Any info on gender discrimination in lending?greenspun.com : LUSENET : Fair Lending : One Thread
Hi -- Does anyone out there have any information on gender discrimination in mortgage lending? Research, newspaper articles, personal expereince... tales from the feild, anything?
-- Jeanette Bradley (firstname.lastname@example.org), March 29, 2000
Sure have personal experience. It has been attempted on me 3 times. The first time, I was putting 50% down on a piece of property... it was supposed to be a 'no doc'... that's why I put so much down... had excellent credit... about 2/3's of the way thru the deal the lender required full documentation ( I was moving 3000 miles and had no choice but to comply). Second time, buying a second home... was smarter this time.... held my guns. It was not easy but I did get rate and terms promised, also got more grey hairs. Third time, just this week... equity line... excellent credit... top 2%, mega liquid reserves, have nearly 75% equity in home... bank had pursued me relentlessly to open an equity line of credit... when the terms got very good I agreed. Was told I was approved for $48K... then a few days later was told "you have to have a co-signer".... the bank people refused to give me a reason... (against ECOA regulations)... the refused to let me talk to the underwriter.... I was persistent, am quite knowledgeable about the law by now... turns out the underwriter cannot read a tax return.... mine is rather complex... his solution "she's a woman... I can get away with this" WRONG answer! The bank was within a hair of being sued in Federal Court. I sent in a shill ( a MAN, with the same situation) he was approved immediately. The evidence mounts... I had a little chat with the underwriter and VOILA my equity line was approved.
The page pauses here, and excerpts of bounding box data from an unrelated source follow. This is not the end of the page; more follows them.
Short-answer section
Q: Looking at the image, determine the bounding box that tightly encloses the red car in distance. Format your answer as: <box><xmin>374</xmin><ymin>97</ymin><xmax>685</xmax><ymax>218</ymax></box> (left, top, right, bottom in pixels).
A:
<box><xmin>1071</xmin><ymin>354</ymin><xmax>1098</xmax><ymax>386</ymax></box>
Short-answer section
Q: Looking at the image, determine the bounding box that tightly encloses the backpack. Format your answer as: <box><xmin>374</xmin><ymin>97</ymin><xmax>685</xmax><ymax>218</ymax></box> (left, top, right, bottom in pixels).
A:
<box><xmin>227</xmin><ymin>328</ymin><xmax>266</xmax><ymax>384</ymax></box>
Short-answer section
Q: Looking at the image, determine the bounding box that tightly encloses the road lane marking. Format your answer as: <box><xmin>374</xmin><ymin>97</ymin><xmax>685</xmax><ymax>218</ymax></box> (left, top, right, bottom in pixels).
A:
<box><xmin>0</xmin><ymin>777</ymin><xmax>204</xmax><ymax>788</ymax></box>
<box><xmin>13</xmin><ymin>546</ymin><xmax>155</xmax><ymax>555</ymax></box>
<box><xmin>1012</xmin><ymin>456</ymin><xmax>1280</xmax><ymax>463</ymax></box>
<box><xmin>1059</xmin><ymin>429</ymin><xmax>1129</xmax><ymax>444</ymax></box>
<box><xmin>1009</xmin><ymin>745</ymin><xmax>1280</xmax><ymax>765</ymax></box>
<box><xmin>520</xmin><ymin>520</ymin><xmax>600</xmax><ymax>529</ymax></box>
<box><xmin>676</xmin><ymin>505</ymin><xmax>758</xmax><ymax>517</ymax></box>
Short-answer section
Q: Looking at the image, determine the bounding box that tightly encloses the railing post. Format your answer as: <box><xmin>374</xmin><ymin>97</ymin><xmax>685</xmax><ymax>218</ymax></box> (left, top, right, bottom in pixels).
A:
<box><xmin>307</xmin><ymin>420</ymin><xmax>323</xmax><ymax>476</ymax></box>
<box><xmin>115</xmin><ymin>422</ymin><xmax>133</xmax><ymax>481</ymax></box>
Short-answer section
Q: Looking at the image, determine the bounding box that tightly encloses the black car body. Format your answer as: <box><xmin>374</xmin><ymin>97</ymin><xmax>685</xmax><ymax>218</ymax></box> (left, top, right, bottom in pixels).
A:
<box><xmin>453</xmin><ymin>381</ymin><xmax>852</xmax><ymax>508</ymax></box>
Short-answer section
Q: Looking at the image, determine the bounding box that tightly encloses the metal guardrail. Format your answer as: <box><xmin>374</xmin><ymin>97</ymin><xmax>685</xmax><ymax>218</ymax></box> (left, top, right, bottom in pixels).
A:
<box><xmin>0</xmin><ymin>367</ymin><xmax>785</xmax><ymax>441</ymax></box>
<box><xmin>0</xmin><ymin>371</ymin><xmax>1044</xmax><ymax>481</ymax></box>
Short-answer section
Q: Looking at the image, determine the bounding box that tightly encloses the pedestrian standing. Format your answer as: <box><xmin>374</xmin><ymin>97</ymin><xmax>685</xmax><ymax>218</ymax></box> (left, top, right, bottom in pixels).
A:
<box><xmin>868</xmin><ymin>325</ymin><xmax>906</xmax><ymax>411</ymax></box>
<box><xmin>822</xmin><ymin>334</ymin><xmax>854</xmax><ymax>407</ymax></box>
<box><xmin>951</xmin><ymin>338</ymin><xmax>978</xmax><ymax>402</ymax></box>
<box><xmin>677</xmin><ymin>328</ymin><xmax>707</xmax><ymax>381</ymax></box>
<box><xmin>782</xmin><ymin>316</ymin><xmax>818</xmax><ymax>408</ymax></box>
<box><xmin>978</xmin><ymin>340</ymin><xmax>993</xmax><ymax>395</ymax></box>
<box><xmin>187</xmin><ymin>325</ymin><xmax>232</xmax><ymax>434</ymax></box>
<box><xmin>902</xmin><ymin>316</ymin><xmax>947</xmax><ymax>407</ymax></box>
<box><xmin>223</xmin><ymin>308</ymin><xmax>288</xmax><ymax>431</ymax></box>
Look up the Consumer Protection Agency on the Net.... lots of good information there. This underwriter should have talked to my grown sons before he tried this stunt.... Their favorite expression is "Don't fool around with the MOTHER". All in all things are better now for women and finance than they were when I was in my 20's. You will have a hard time believing this, but THEN single women could not buy a house, because they were not eligible mortgages. A woman's income was NEVER considered when applying for a home mortgage... reason "she'll just get pregnant and not be able to work"..... I was actually told this by an FHA lender. I will continue the 'good fight' for my daughters and grand daughters.... we shall not backslide.